A broader cluster analysis of trait space reveals eight distinct clusters and shows that major disparities exist in the density of species across large areas of trait space (Figs. 2 C and D and 3). These imbalances are most prominent in species-poor provinces (n < 200), where large clusters in trait space are heavily underrepresented (Fig. 2C) and supported by just one or a few species (Fig. 2D). In contrast, in species-rich provinces (n > 200), imbalances across trait space are less extreme due to higher levels of redundancy in all clusters. These larger areas of trait space represent key morphological types, including mound-like corals of various sizes; two-dimensional corals, including solitary and nonattached species; plate-like or foliose corals; digitate or tabular corals; branching corals; and tall, complex mounds or columnar corals (Fig. 3). The proportional representation in provincial species pools of each of the major clusters is constrained within a narrow range of values across the Indo-Pacific (varying between 0.05 and 0.25, depending on the cluster) (Fig. 2C), where each major cluster is supported by tens or even hundreds of species (Fig. 2D). Furthermore, the proportion of the species pool represented in each cluster is remarkably constant across a very broad gradient in species richness (Fig. 2C).

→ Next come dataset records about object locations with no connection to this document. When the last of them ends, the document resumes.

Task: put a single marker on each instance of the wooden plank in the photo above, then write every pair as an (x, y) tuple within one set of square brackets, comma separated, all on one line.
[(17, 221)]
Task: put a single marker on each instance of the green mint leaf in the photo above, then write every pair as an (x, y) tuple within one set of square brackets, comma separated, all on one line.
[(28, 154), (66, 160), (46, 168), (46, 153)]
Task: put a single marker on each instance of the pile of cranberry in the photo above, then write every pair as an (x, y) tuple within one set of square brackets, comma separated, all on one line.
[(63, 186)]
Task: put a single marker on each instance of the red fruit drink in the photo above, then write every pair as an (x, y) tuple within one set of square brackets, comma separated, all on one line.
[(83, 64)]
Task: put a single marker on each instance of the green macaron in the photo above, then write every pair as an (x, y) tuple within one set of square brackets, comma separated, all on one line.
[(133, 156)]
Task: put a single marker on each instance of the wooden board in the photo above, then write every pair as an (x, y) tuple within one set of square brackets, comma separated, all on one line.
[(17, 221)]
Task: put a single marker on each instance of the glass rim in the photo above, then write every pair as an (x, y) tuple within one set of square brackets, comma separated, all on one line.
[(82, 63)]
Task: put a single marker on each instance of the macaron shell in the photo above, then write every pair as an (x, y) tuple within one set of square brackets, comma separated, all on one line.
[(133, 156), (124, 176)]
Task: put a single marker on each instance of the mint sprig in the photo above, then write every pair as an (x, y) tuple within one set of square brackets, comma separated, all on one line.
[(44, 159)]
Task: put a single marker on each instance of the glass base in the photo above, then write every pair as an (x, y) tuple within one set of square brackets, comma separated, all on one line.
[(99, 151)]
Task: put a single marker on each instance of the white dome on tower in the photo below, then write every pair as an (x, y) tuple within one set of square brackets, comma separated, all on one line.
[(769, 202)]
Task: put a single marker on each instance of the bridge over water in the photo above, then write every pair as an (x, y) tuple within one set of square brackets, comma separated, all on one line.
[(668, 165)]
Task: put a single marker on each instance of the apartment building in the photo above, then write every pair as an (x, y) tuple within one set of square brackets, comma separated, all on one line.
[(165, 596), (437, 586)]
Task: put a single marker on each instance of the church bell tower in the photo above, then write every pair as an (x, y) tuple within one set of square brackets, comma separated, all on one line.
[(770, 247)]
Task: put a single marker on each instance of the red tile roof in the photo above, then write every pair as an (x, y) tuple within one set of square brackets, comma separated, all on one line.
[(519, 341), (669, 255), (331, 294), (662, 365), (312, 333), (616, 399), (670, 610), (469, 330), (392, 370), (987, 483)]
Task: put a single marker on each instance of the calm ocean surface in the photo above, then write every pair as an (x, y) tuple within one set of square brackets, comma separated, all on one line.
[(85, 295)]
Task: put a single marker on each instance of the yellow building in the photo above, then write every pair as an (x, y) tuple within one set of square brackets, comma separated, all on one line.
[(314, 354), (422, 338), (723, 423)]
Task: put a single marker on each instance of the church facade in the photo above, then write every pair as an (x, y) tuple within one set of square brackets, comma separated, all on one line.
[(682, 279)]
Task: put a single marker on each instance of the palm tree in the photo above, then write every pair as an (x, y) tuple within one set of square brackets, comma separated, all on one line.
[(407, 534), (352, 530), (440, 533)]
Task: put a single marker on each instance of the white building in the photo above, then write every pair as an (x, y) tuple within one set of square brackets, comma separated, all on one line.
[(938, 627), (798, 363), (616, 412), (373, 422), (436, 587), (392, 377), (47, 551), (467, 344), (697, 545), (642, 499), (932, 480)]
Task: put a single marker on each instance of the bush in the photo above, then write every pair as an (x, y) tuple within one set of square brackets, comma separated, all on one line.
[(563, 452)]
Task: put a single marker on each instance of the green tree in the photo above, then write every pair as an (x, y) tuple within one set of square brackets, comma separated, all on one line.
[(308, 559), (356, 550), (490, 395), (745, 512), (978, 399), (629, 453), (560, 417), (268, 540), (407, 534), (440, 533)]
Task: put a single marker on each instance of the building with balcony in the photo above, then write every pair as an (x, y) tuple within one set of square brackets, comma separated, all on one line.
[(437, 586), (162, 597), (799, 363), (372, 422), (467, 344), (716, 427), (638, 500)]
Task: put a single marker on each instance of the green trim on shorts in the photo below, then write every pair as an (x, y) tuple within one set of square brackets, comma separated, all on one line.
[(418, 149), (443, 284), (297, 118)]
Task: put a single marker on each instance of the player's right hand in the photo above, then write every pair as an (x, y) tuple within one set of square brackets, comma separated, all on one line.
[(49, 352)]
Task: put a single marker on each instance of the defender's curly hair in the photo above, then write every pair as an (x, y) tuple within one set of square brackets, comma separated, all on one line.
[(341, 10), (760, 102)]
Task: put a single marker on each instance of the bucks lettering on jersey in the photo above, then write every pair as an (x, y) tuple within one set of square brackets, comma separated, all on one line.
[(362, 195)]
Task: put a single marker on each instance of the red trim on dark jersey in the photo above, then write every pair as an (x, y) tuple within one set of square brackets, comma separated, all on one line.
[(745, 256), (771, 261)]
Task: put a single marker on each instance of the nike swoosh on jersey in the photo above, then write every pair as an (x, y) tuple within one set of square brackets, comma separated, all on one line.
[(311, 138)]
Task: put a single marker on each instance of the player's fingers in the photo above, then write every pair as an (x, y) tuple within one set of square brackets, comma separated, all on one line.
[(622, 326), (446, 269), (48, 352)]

The occupancy of trait space is strikingly different between the two major domains, as exemplified by the disparity between the Caribbean and the Great Barrier Reef (Fig. 3). The two domains have no native species in common (18), yet they share a range of functional roles, because Caribbean species occupy similar areas of trait space to those on the Great Barrier Reef, despite an 11-fold difference in species richness (Figs. 1 and 3A). Contours of high redundancy in trait space (based on kernel density estimation) for the Great Barrier Reef indicate that the highest redundancy occurs in three major clusters of species that are predominantly mound-shaped, tabular, or digitate, and branching (Fig. 3 A and B). These clusters represent a broad range of traits for >200 species with a wide range of taxonomic affiliations. In contrast, the Caribbean trait space is heavily depleted, with only one high-redundancy cluster of massive and submassive corals, no fast-growing digitate, bushy, or tabular corals, and only three species of branching corals (Acropora palmata, Acropora cervicornis, and Acropora prolifera) (Fig. 3 A and B). The clustering of species in the Caribbean trait space (Fig. 2 B–D) therefore leaves large portions of trait space unoccupied or populated by just one or a few functionally distinctive species.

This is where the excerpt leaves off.